Bereits Ende März hatten sich die Minister auf die sog. Flüchtlings-Richtlinie mit einheitlichen Standards zur Anerkennung von Asylbewerbern verständigt. Asyl wird nach der Richtlinie auch solchen Personen gewährt, die zwar nicht die Voraussetzungen der Genfer Flüchtlings-Konvention erfüllen, aber anderweitig schutzbedürftig sind. Dies gilt z.B. wenn ihnen in ihrem Heimatland Folter bzw. unmenschliche oder erniedrigende Strafen drohen. Die EU-Richtlinie gewährt außerdem Schutz auch bei der Gefahr nichtstaatlicher Verfolgung (z.B. bei drohender Beschneidung von Frauen, Verfolgung durch Drogenkartelle oder „religiöse Eiferer“). Keine einheitliche Regelung wurde hinsichtlich der Rechte erzielt, die anerkannte Flüchtlinge genießen. Hier wurden lediglich „Kann-Bestimmungen“ beschlossen. Über Aus-maß und Einschränkungen der Flüchtlingsrechte entscheiden weiterhin die Mitgliedstaaten.

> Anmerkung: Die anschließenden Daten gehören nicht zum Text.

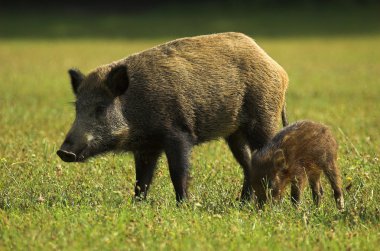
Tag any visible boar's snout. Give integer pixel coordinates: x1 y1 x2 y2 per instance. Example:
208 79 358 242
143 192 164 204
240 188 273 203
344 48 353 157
57 149 77 162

Die Ende April verabschiedete Asylverfahrensrichtlinie legt die Mindestnormen für das Asylverfahren fest, insb. haben sich die EU-Staaten auf eine dem Art. 16 a Abs. 2 GG vergleichbare Drittstaatenregelung verständigt. Außerdem ist eine Abschiebung schon vor der Entscheidung über sog. Folgeanträge möglich. Nach der Drittstaatenregelung können Asylbewerber bereits bei der Einreise ohne nähere Prüfung ihres Falls abgewiesen werden, wenn sie aus einem sicheren Drittland kommen. Als sicher gilt ein Land, wenn es die Genfer Flüchtlingskonvention ratifiziert hat und einhält, ein gesetzlich geregeltes Asylverfahren hat und die Europäische Menschenrechtskonvention respektiert. In anderen Fällen darf die Drittstaatenregelung nur angewandt werden, wenn die Behörden sich von der sicheren Lage für den Flüchtling überzeugt haben.